New Products/Services
The company is focusing on high-performance coatings and sealants following the merger of Phiroze Sethna and Gramos, though specific revenue contribution % for new launches is not disclosed.
Market Expansion
The group maintains a presence in Malaysia and Thailand through step-down subsidiaries to capture Southeast Asian demand for water and specialty chemicals.
Strategic Alliances
Joint ventures and subsidiaries include Chembond-Calvatis Industrial Hygiene Systems Limited and Chembond Biosciences Limited.
External Factors
Industry Trends
The specialty chemicals industry is evolving toward consolidation. Chembond is positioning itself by demerging non-core water/construction businesses to focus on material technologies and animal health, which offer different margin profiles.
Competitive Landscape
Intense competition from both large organized players and small unorganized units due to low gestation periods for new plants.
Competitive Moat
The primary moat is the 40+ years of promoter experience and established customer relationships. However, this moat is narrow due to low capital and technology requirements in the industry, allowing easy entry for new competitors.
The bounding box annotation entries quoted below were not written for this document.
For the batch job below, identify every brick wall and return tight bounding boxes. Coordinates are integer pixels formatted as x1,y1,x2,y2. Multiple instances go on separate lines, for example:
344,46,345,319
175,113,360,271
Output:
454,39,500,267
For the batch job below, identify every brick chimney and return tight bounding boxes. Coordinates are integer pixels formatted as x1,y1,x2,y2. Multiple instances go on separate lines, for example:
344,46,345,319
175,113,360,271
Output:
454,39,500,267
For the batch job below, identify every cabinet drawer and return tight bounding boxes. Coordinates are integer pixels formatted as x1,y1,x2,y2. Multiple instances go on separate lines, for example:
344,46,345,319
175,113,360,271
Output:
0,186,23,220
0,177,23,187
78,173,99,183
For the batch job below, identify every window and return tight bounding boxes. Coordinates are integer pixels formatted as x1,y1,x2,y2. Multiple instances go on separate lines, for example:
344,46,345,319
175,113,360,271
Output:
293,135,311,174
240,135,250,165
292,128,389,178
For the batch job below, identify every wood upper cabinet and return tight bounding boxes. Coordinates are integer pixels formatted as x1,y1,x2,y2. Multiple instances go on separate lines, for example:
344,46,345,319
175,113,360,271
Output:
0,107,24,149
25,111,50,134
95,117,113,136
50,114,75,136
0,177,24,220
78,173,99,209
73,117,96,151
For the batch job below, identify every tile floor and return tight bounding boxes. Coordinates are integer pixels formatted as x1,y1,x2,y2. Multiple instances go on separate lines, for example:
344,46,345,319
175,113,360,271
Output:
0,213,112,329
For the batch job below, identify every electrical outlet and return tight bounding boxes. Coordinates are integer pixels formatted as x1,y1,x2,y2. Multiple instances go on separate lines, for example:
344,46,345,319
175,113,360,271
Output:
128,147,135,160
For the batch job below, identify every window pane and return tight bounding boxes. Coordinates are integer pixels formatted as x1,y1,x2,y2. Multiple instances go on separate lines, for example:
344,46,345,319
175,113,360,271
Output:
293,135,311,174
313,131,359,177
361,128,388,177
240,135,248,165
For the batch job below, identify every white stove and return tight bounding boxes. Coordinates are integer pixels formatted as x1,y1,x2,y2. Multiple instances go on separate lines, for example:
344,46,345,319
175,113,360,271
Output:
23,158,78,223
Macro Economic Sensitivity
Highly sensitive to industrial production growth in India, particularly in sectors requiring metal and surface treatment.
Consumer Behavior
Industrial customers are increasingly seeking integrated 'material technology' solutions rather than standalone chemical products, prompting the company's recent structural reorganization.
Geopolitical Risks
Exposure to Southeast Asian markets (Malaysia, Thailand) subjects the group to regional regulatory and economic shifts.
Regulatory & Governance
Industry Regulations
Operations are subject to NCLT regulations regarding the 2025 scheme of demerger and amalgamation, and standard chemical manufacturing safety and environmental norms.
Taxation Policy Impact
The group continues with the existing tax structure under the Income Tax Act, 1961. Income tax assets (net) stood at INR 4.57 Cr as of September 2025.
Legal Contingencies
The demerger and amalgamation scheme received NCLT approval in April 2025 and was pending ROC filing as of the latest credit report.
Risk Analysis
Key Uncertainties
The primary uncertainty is the ability to scale the 'continuing' business to offset the 56% revenue loss from demerged operations. Operating margins falling below 5% is identified as a key downward rating trigger.
Geographic Concentration Risk
Significant concentration in India, with secondary exposure to Malaysia and Thailand.
Third Party Dependencies
Moderate dependency on raw material suppliers; however, 'easy availability' of materials reduces the risk of single-source failure.
Technology Obsolescence Risk
Low risk due to the nature of specialty chemicals, but the company is implementing an ESOP 2025 plan to retain technical talent.
Credit & Counterparty Risk
Receivables stood at INR 49.60 Cr as of September 2025. The group maintains an ECL (Expected Credit Loss) provision on debtors, which was reduced by INR 0.20 Cr in H1 FY26, indicating stable collection quality.